IL-17, expressed by special T cells called Th17 cells, is required to develop CPPS-like conditions in animal models. IL-17 triggers mast cell degranulation and secretion of many inflammatory molecules.  A number of mast cell mediators are elevated in patients with CPPS. IL-1b, TNF, IL-6 and IL-8 are higher in seminal fluid of these patients.  CCL2 and CCL3 expression is also increased. In the prostate of animals with a CPPS model, TNF, IL-17a, IFN-γ and IL-1b are all increased.

Tryptase has been found to induce pelvic pain. Levels of tryptase and carboxypeptidase A3 are higher in CPPS patients than in healthy controls.  Tryptase binds to a receptor called PAR2.  When tryptase binds to this PAR2 receptor, it is thought that it makes nerves oversensitive. If the PAR2 receptor is blocked, pelvic pain is mitigated.  In animal models where they cannot make tryptase-like products, pelvic pain does not develop in CPPS.

Nerve growth factor (NGF) is a mast cell mediator that has been implicated in CPPS. It is elevated in seminal plasma of CPPS patients and directly correlates with pain level. It is thought that NGF makes the peripheral nerves oversensitive and causes more nerve cells than usual to be present. NGF and tryptase were elevated in prostate secretions of most CPPS patients in a small patient group. Of note, NGF release occurs and increases weeks after initial symptoms.

In animal models, injecting cetirizine (H1 antihistamine) into the peritoneal cavity decreased pain by about 13.8%; ranitidine (H2 antihistamine), 6.1%; cromolyn, 31.4%. A combination of all three decreased pain by 69.3%. When cromolyn and cetirizine were used together, larger pain relief was achieved than when used individually, but this was not seen when using ranitidine and cromolyn together.  These data suggest that H2 signaling is not a major contributor in chronic pelvic pain in male patients.
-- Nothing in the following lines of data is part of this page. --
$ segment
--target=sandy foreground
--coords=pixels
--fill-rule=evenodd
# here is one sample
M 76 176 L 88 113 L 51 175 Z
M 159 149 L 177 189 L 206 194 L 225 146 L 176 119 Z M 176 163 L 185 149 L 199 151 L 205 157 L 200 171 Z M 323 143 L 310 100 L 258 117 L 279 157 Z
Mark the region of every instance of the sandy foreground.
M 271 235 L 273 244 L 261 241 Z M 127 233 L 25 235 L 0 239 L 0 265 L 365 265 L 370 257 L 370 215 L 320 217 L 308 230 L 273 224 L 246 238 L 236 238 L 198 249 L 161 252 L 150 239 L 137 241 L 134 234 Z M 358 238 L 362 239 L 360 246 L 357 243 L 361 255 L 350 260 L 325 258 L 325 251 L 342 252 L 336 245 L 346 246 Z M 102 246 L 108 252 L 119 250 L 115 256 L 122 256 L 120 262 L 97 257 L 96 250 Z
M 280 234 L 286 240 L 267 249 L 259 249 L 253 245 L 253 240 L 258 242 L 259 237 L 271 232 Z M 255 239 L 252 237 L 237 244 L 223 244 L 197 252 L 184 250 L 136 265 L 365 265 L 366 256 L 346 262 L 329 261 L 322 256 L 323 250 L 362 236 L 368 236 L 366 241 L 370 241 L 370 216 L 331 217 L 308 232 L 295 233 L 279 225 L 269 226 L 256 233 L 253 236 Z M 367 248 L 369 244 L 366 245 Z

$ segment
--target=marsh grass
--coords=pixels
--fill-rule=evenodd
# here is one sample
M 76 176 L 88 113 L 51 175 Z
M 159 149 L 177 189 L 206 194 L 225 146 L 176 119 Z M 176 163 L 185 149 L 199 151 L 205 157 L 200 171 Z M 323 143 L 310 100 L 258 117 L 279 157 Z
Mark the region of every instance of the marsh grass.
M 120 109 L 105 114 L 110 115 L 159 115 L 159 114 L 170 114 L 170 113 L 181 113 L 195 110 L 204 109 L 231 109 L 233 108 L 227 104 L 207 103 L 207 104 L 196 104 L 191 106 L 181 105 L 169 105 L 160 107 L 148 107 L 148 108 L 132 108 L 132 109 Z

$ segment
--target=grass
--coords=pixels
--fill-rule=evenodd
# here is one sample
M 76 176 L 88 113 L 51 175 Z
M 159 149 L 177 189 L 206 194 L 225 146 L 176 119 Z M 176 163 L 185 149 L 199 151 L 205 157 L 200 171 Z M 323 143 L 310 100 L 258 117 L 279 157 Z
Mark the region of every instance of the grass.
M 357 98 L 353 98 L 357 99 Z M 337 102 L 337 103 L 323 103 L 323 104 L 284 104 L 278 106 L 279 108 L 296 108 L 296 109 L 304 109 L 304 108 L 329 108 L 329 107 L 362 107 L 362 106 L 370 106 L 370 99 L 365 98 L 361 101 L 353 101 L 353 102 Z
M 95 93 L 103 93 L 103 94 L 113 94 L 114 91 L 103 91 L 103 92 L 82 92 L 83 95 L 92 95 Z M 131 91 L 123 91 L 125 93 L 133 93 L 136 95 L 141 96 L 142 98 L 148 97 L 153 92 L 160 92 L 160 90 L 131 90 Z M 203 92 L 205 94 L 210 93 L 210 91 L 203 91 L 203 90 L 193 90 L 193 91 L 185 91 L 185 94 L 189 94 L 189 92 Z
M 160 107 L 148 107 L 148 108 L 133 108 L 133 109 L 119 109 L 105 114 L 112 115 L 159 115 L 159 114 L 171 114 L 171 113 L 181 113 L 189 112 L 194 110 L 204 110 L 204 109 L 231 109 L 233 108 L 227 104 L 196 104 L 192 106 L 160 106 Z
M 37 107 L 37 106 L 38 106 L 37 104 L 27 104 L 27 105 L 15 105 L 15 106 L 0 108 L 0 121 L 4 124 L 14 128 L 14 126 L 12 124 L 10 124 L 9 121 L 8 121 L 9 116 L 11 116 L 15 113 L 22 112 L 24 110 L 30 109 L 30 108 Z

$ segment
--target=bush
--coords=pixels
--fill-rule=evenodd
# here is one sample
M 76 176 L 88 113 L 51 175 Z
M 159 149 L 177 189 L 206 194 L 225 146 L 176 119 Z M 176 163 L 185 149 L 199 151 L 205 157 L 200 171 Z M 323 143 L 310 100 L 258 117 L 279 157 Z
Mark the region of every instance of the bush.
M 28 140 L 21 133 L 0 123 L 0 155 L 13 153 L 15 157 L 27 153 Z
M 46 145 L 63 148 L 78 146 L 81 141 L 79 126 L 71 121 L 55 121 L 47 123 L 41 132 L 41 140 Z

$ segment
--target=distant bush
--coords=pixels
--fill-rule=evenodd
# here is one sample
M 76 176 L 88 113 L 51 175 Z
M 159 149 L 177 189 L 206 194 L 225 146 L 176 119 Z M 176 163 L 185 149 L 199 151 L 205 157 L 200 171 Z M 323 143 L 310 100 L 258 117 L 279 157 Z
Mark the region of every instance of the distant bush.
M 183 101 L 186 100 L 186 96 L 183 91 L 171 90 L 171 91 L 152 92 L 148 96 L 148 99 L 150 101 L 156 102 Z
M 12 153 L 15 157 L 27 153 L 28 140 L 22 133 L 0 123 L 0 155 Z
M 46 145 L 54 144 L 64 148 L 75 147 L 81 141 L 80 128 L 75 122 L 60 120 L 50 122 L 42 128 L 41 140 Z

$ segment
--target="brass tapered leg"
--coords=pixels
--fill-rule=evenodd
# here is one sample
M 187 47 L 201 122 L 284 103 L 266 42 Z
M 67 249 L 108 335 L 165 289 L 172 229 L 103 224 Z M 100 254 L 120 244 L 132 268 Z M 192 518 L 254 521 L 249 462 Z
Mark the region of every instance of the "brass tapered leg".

Pelvic floor dysfunction is also common in heritable connective tissue diseases and is often present in hypermobile patients.


Done JD, et al. Role of mast cells in male chronic pelvic pain. Journal of Urology 2012: 187, 1473-1482.

Roman K, et al. Tryptase-PAR2 axis in experimental autoimmune prostatitis, a model for chronic pelvic pain syndrome. Pain 2014: 155 (7), 1328-1338.

Cohen D, et al. The role of pelvic floor muscles in male sexual dysfunction and pelvic pain. Sex Med Rev 2016; 4, 53-62.

Murphy SF, et al. IL17 mediates pelvic pain in experimental autoimmune prostatitis (EAP). PLoS ONE 2015, 10(5) : e0125623.